Dal referendum un messaggio forte e chiaro: mai più riforme ampie e non condivise

Dal referendum un messaggio forte e chiaro: mai più riforme ampie e non condivise
Mercoledì 7 dicembre il Comitato per la difesa e l’attuazione della Costituzione si è ritrovato per la prima volta dopo il referendum costituzionale per tracciare un bilancio del proprio lavoro e condividere gli indirizzi della sua azione futura. Il Comitato ha quindi approvato la seguente dichiarazione che desidera far arrivare a tutta la cittadinanza attraverso i mezzi di stampa. Nella riunione i presenti hanno chiesto al prof. Renato Balduzzi, autosospesosi dalla carica di presidente fin dal giugno 2015 per i doveri di astensione dalla campagna referendaria connessi alla sua attuale funzione pubblica, di riassumere la presidenza del Comitato. Il prof. Balduzzi, ringraziando per aver rispettato la sua scelta, ha accolto la richiesta, auspicando che il Comitato prosegua la propria azione culturale sul territorio.

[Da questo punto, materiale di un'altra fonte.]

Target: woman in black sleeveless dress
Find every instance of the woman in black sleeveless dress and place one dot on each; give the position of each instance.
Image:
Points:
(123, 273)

Ecco il testo della dichiarazione approvata.

In questi mesi la nostra opera di cittadini aderenti al Comitato per la difesa e l’attuazione della Costituzione della provincia di Alessandria si è svolta soprattutto nelle piazze, con i nostri banchetti, e nei luoghi della città dove abbiamo promosso conferenze e dibattiti. Offline e tra la gente, direbbe forse qualche “guru”.

Ora, dopo il risultato del referendum, desideriamo far giungere a tutti un grazie e un messaggio chiaro di auspicio e di impegno.

Anzitutto, un grazie di cuore alle tante persone che hanno condiviso il nostro impegno per la Costituzione: gli instancabili volontari, i numerosi partecipanti alle nostre iniziative, gli elettori che hanno compiuto il proprio dovere civico lo scorso 4 dicembre.

Il nostro Comitato ha mosso i primi passi ad Alessandria nel 1994, in risposta all’invito alla mobilitazione lanciato da Giuseppe Dossetti, e da allora ha tentato di interpretare il proprio ruolo di “sentinella” in ogni circostanza nella quale abbia avvertito il rischio di una rottura costituzionale, il pericolo di una lacerazione dei principi fondamentali sui quali si regge la convivenza democratica.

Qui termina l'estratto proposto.